While all presenters also discussed the importance of getting to viral suppression (and Mugavero specifically gave accolades to the U=U campaign for transforming the lives of his own patients in Alabama), they also pointed to the need to understand that viral suppression is a fixed point in time and more work needs to happen with providers and systems to ensure continuous viral suppression is possible for more people. And that means taking a look at different care models.
"I think the structure of the appointment and the way that it's done may not be the structure that works for everyone," said Mugavero. "If we're going to enhance care engagement, and reach the subgroups that are disproportionately having challenges, it's not going to be continuing to try to visit that same system. "
The HIV care cascade also is not a fixed, one-direction, framework. People may be virally suppressed but then may not sustain it for various reasons. People may fall in and out of care for many reasons.

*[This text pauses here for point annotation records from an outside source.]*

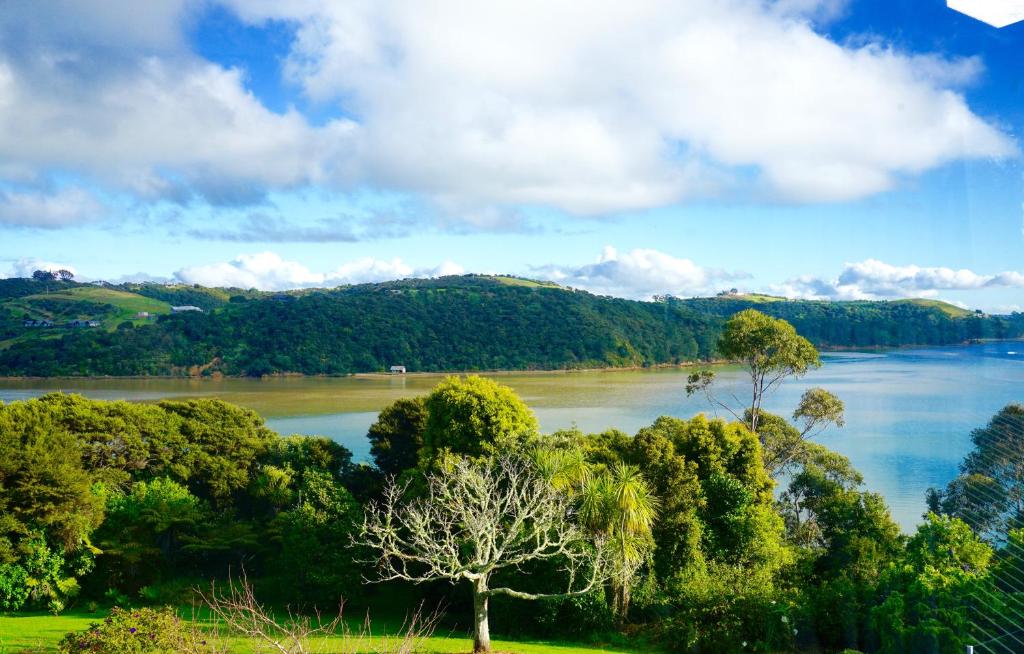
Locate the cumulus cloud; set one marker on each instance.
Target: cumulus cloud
(26, 266)
(640, 273)
(877, 279)
(622, 105)
(268, 228)
(66, 207)
(268, 271)
(589, 108)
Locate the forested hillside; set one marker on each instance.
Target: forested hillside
(869, 323)
(453, 323)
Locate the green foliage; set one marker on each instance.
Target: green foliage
(453, 323)
(137, 631)
(847, 537)
(141, 537)
(316, 561)
(42, 577)
(931, 592)
(474, 417)
(988, 494)
(465, 322)
(868, 323)
(728, 608)
(397, 435)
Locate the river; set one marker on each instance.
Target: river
(909, 412)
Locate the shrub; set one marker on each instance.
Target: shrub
(138, 631)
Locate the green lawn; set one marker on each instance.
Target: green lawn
(42, 633)
(949, 309)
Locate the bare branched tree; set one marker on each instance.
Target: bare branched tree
(235, 607)
(475, 520)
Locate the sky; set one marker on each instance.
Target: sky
(812, 148)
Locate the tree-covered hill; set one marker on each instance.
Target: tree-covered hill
(869, 323)
(468, 322)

When presenting research on programs that have failed to adequately link people to care, Julie Dombrowski, M,D., M.P.H., associate professor of medicine and allergy & infectious diseases at the University of Washington in Seattle, noted, "Relinking individuals to the same system of care that failed to engage them in the first place is not an effective strategy for most of those who are out of care. This will require a shift from thinking about patient factors to program factors to increase engagement in care."
An overarching message in all the presentations was a need to ensure health care coverage through expanding Medicaid coverage, especially in the Southern states, but also to innovate new models for delivering care. Outside the walls of the Hynes Convention Center in Boston, however, plans to allow states to shrink Medicaid rolls by creating work requirements or lifetime limits force the program, and the lives of people who depend on it, to hang in the balance.